Studies also show that violent crime and property crime tend to rise together, suggesting that they are influenced by similar underlying conditions. Areas with high property crime often experience higher violent crime because both types of crime are associated with economic stress, limited access to resources, and reduced social cohesion. In Maryland, recent reports indicate that while some counties have seen declines in property crime over time, violent crime trends remain uneven, with sharp differences between counties and municipalities. This makes Maryland an important case study for examining how crime varies across jurisdictions and how factors like population size and property crime relate to violent crime rates.
References
Governor’s Office of Crime Control and Prevention. (2023). Maryland crime trends and statistics. State of Maryland. https://goccp.maryland.gov/data-and-reports/
Federal Bureau of Investigation. (2022). Uniform crime reporting (UCR) program. https://www.fbi.gov/services/cjis/ucr
Sampson, R. J., & Groves, W. B. (1989). Community structure and crime: Testing social-disorganization theory. American Journal of Sociology, 94(4), 774–802.
Conclusion
The two visualizations help explain patterns in violent crime across Maryland municipalities. For my second visualization, I originally planned to use Tableau, but it did not work the way I expected for showing relationships between multiple variables. I also briefly explored using GIS, but I realized that a map was not necessary for answering my research question. Instead, I chose a highcharter bubble chart, which better represents the relationship between crime rates and population.

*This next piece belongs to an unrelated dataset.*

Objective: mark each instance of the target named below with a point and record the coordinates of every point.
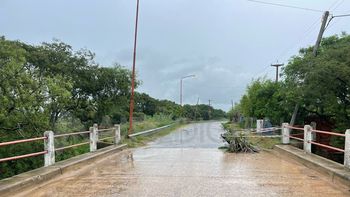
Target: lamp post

In the first visualization, there is a clear positive relationship between violent crime and property crime across all three time periods. This means that municipalities with higher property crime rates generally also experience higher violent crime rates. One surprising result is that the 2016–present period shows lower overall crime rates compared to the earlier time periods. I expected crime to increase in more recent years, so this pattern was unexpected.
The second visualization summarizes average crime rates by county. Bubble size represents population, making it easier to see how population relates to crime. Larger counties, especially Baltimore City, stand out with higher crime rates, while smaller and medium-sized counties cluster at lower levels. This shows that population plays a role, but it does not fully explain differences in crime across counties.Overall, these visualizations support the regression results and help illustrate crime trends across Maryland.